Além do movimento inerente aos próprios objetos, que os dota de um caráter transitório, essas estruturas são fruto de um processo simbólico de transformação ainda em movimento, que todavia, não foi esgotado. Desta genealogia que inclui a conjunção propositadamente irônica das características sociopolíticas, históricas e físicas evocadas pelo próprio objeto, emerge uma nova manobra poética que ganha sua escala pública pela introdução de novos materiais e processos de construção. Ou seja, o artista abandona o processo original de soldagem e pintura do ferro, ganhando assim, em escala e praticidade de construção. Essas estruturas temporárias, brutas e monumentais são construídas com os elementos básicos de andaime enquanto mantêm a forma e os mecanismos das obras cinéticas anteriores. Curiosamente, o novo material restabelece a relação com as fachadas do prédio: a interface entre o privado e o público. Agora, todavia refere-se bastante abertamente ao processo de transformação e renovação mais do que ao medo e à proteção. No contexto da Praça Tiradentes, também encontramos nestas obras a correlação entre a aceleração centrífuga da própria cidade. A tendência da cidade a expandir-se em direção ao subúrbio “esvaziou” o centro de seus moradores tradicionais, transformando a configuração social do espaço.

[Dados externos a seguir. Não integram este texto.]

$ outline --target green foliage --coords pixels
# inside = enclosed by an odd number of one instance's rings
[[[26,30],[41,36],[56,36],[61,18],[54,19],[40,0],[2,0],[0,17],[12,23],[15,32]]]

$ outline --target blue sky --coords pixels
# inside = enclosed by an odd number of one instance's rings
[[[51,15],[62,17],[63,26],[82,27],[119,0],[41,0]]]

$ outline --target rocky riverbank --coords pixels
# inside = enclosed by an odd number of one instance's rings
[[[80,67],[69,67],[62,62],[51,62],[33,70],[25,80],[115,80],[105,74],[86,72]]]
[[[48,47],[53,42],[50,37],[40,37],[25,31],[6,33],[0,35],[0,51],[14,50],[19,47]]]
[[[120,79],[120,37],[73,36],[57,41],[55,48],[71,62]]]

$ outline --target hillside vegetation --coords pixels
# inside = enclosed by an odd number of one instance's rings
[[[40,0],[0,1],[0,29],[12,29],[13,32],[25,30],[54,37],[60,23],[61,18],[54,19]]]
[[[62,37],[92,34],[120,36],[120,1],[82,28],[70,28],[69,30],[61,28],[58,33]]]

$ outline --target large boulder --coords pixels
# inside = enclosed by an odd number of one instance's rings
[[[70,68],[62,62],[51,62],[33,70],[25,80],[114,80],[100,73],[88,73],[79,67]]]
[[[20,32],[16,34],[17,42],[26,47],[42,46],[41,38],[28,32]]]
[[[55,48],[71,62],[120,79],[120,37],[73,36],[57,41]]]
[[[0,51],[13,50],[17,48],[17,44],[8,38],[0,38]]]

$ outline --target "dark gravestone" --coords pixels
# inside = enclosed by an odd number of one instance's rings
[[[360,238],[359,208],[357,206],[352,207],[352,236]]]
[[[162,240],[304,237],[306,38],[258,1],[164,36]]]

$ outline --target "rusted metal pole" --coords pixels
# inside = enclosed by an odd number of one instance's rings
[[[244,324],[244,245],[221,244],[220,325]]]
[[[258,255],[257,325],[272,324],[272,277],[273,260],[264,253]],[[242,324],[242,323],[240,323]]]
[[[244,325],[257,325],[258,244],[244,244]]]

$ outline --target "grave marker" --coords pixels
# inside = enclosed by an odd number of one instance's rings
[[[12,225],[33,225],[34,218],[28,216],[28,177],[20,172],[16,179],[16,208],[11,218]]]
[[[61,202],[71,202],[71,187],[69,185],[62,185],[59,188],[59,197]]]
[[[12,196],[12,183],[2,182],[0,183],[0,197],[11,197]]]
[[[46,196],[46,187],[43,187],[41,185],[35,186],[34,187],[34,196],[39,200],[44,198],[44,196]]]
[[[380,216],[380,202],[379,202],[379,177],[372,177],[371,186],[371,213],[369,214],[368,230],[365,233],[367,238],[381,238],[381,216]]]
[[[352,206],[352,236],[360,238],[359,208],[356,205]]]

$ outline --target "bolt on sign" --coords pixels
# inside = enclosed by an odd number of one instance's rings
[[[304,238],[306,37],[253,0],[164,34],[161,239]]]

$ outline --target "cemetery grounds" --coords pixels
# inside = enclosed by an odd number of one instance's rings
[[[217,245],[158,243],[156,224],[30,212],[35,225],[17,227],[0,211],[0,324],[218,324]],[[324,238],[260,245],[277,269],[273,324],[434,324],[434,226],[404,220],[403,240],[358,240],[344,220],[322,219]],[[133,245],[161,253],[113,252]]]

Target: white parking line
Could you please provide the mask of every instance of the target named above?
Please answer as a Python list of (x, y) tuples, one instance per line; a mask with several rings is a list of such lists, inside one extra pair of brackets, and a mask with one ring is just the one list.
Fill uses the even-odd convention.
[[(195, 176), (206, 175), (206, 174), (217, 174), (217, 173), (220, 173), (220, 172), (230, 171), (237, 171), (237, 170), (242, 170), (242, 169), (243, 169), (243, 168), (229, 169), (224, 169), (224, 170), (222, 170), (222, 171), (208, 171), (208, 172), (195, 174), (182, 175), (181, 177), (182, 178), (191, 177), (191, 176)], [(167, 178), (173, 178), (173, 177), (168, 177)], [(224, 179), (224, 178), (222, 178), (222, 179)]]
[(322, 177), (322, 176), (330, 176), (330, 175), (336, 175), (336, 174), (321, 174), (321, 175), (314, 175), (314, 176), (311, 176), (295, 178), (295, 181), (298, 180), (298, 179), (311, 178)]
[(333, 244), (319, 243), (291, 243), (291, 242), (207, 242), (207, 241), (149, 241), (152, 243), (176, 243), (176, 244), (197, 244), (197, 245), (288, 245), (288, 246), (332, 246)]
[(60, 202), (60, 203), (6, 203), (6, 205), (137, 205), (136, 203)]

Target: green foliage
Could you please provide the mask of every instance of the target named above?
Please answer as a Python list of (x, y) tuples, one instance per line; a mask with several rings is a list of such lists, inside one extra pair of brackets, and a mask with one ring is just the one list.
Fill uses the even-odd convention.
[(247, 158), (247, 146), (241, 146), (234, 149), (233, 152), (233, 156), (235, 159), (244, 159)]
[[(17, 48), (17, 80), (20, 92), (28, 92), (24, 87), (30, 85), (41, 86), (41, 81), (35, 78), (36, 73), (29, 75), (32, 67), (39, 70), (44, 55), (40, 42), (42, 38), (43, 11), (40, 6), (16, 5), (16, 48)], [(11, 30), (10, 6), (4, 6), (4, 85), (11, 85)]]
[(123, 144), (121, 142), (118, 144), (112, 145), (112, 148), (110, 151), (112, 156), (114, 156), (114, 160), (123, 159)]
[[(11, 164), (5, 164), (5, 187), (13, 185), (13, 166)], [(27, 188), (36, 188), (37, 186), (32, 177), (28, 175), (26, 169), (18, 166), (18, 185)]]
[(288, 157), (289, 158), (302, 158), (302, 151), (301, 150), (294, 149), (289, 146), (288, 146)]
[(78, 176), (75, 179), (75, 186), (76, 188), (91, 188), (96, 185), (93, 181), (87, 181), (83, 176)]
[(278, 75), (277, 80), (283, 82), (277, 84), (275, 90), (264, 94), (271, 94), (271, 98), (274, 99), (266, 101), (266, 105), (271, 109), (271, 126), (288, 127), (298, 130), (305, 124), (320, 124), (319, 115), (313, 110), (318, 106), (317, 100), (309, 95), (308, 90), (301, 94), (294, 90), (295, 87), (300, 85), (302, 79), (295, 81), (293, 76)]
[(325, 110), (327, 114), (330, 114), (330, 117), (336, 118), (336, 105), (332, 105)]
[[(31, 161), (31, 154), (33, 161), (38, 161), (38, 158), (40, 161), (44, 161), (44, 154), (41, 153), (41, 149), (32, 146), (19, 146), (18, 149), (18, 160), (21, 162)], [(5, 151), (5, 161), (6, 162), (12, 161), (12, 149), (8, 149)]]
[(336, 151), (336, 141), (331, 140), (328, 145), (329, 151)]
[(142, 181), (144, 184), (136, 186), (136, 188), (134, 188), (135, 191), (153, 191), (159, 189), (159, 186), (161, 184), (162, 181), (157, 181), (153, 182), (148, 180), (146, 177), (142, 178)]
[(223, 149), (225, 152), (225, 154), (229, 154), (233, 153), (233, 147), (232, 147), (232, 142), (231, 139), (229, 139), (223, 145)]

Pode-se ver a Praça Tiradentes da mesma maneira que uma das obras anteriores de Mourão, como Cadeira (2004), que apresenta um espaço que foi esvaziado de seu conteúdo original, mas que ainda mantém sua forma enquanto espera para assumir sua nova identidade.

A reconfiguração dinâmica do espaço social da Praça e suas propriedades adjacentes trazida pela renovação busca recuperar uma visão específica do passado e, ao mesmo tempo, abordar uma questão social no presente. Enquanto inevitavelmente nos traz novas formas e processos de segregação, essa reconfiguração não é de forma alguma um novo fenômeno, muito pelo contrário, é um processo intrinsecamente associado à história da própria Praça Tiradentes.

O termo scaffold (em inglês andaime ou cadafalso) tem dois significados bem distintos: é uma plataforma temporária para sustentar operários e também uma estrutura erguida para a execução de prisioneiros, normalmente por enforcamento. Ainda que a associação se perca no termo português andaime (que, apropriadamente, se refere também ao ato de andar), a coincidência basta como desculpa para pensar a conjunção de ambas as histórias, a da praça pública e a de uma série específica de obras, dentro da trajetória de um artista.

Os andaimes temporários que cobriram as fachadas dos prédios históricos do entorno enquanto eram renovados reemergem, na Praça, como material constitutivo das instalações de Raul Mourão. Representando uma metáfora do passar do tempo impiedoso, com as estruturas que balançam de um lado para o outro, o movimento pendular evoca o vai e vem da própria Praça: do espaço intersticial do mercado no Rossio Grande e das ocupações ciganas do século XVII à transposição simbólica da fidelidade à monarquia para o nacionalismo republicano do século XIX, através da associação ao enforcamento de Joaquim José da Silva Xavier. A restauração de hoje meramente inaugura o próximo estágio do futuro da Praça. Assim como as gigantes esculturas cinéticas de Mourão, a Praça foi esvaziada de sua significação prévia, enquanto aguarda ganhar nova relevância simbólica. Em outras palavras, está à mercê dos que a movimentam.

Michael Asbury

Crítico, historiador de arte e curador. Membro do corpo docente de Camberwell, Chelsea and Wimbledon (CCW) Graduate School e vice-diretor do Research Centre for Transnational Art, Identity and Nation (TrAIN), ambos na University of the Arts London (UAL).